Come nasce il progetto della libreria?

Noi nasciamo come libreria indipendente specializzata in fumetti nel 1975 a Roma. Più tardi, nel 1980 nasce il progetto Libreria Cavour a Frascati dei fratelli Collacchi. La passione per la libreria viene fuori grazie all’amore per la lettura e perché ad un certo punto ti rendi conto che è l’unico posto in cui stai bene. È come un’illuminazione, un innamoramento, scocca una grande scintilla che rimane sempre con te. Ma a volte tutto questo si trasforma in un’arma a doppio taglio perché non ti permette di avere la lucidità necessaria all’interno di un’attività commerciale. Per tanti anni ho combattuto l’idea di essere un imprenditore perché ho sempre immaginato la libreria come un’isola felice distante dalle considerazioni di tipo economico ma bisogna dire che è un aspetto che va considerato.
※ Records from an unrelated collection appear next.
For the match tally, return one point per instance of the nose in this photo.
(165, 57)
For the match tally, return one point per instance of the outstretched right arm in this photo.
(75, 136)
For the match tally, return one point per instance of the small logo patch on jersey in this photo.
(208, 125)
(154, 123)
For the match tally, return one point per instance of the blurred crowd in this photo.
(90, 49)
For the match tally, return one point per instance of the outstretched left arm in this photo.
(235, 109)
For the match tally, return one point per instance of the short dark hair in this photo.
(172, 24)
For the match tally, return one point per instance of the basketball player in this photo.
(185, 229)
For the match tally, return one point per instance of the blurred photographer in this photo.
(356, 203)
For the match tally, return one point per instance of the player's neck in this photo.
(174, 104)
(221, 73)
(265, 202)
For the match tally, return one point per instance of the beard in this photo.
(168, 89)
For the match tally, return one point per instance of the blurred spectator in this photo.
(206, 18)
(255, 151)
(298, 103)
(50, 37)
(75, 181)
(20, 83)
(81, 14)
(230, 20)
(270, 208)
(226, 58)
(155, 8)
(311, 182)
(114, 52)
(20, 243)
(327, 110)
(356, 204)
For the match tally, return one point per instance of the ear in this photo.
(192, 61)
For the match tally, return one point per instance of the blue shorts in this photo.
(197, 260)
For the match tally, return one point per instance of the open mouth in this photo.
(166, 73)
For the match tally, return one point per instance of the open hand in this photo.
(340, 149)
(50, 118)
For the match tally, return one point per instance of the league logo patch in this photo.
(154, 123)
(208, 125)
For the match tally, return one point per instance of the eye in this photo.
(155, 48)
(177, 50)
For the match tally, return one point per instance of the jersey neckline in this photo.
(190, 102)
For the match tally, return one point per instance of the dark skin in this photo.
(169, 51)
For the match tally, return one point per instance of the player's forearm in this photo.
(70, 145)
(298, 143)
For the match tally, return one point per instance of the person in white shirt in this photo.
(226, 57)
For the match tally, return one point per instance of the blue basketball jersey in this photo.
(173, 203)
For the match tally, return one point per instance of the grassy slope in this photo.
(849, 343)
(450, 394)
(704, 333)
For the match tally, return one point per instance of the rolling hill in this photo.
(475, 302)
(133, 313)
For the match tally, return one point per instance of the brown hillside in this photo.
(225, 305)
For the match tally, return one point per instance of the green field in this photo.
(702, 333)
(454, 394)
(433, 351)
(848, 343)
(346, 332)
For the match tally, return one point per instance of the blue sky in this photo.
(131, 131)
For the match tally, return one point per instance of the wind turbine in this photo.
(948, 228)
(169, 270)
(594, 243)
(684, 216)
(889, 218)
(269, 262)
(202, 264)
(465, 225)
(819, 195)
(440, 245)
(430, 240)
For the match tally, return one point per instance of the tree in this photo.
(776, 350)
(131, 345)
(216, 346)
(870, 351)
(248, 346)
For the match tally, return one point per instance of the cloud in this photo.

E se scegli di fare il libraio devi sapere che non diventerai mai ricco in termini di denaro!

Perché a Frascati?

Frascati è stata una casualità perché noi viviamo a Roma. Un giorno venimmo a fare una gita con mio fratello, da poco rientrato dagli Stati Uniti, libreria-frascatimentre io avevo appena concluso il militare. Così ci trovammo a passeggiare in questa cittadina quando vedemmo un cartello con scritto affittasi locale. È stata una follia che ti accompagna tutta la vita perché nella decisione di un attimo sono passati 36 anni. All’inizio eravamo una piccola libreria in via Cavour e da qui deriva il nome, e ricordo che la gente del posto ci considerava dei pazzi che da Roma eravamo venuti a scommettere in un piccolo paese come Frascati nel vendere i libri!

Quale era la missione?

La libreria inizialmente era specializzata in esoterismo, filosofia, religioni orientali e tutt’ora un ampio spazio è dedicato a questi settori vantando un catalogo di oltre 11.000 titoli. La libreria divenne un punto di incontro in cui convogliavano molti personaggi interessati ai temi di nostra competenza e tutto questo si tradusse in attività ed eventi che iniziammo ad organizzare. Oltre ai convegni, ideammo delle fiere all’aperto, una in particolare detta “Il Piacere di leggere”. Era un modo diverso di proporre i libri. Stand, luci e colori e ogni sera un incontro con l’autore. A queste attività abbiamo legato anche laboratori didattici, corsi di psicologia, spettacoli teatrali. Un programma di incontri ricco che ha coinvolto molte personalità. Se penso ad oggi ti dico che è tutto molto diverso. Il lettore è cambiato, il mercato è cambiato. La figura del libraio ha perso smalto, la politica degli sconti e delle promozioni ha screditato in parte il valore del libro. Il mestiere del libraio non è semplice come si possa pensare, perché il libraio è uno scrutatore d’anime. Capire in una manciata di minuti chi si ha di fronte e consigliare il libro giusto non è cosa da poco, un esempio è quando mi chiedono “Un libro adatto per mio figlio?”. In quel momento tu hai in mano una grossa responsabilità perché gli stai consegnando uno strumento che potrebbe farlo decollare così come sprofondare. Nonostante tutto però, sono fortemente convinto che ci sarà una rinascita del mestiere di libraio e delle librerie, per questo la formazione e la competenza sono aspetti fondamentali.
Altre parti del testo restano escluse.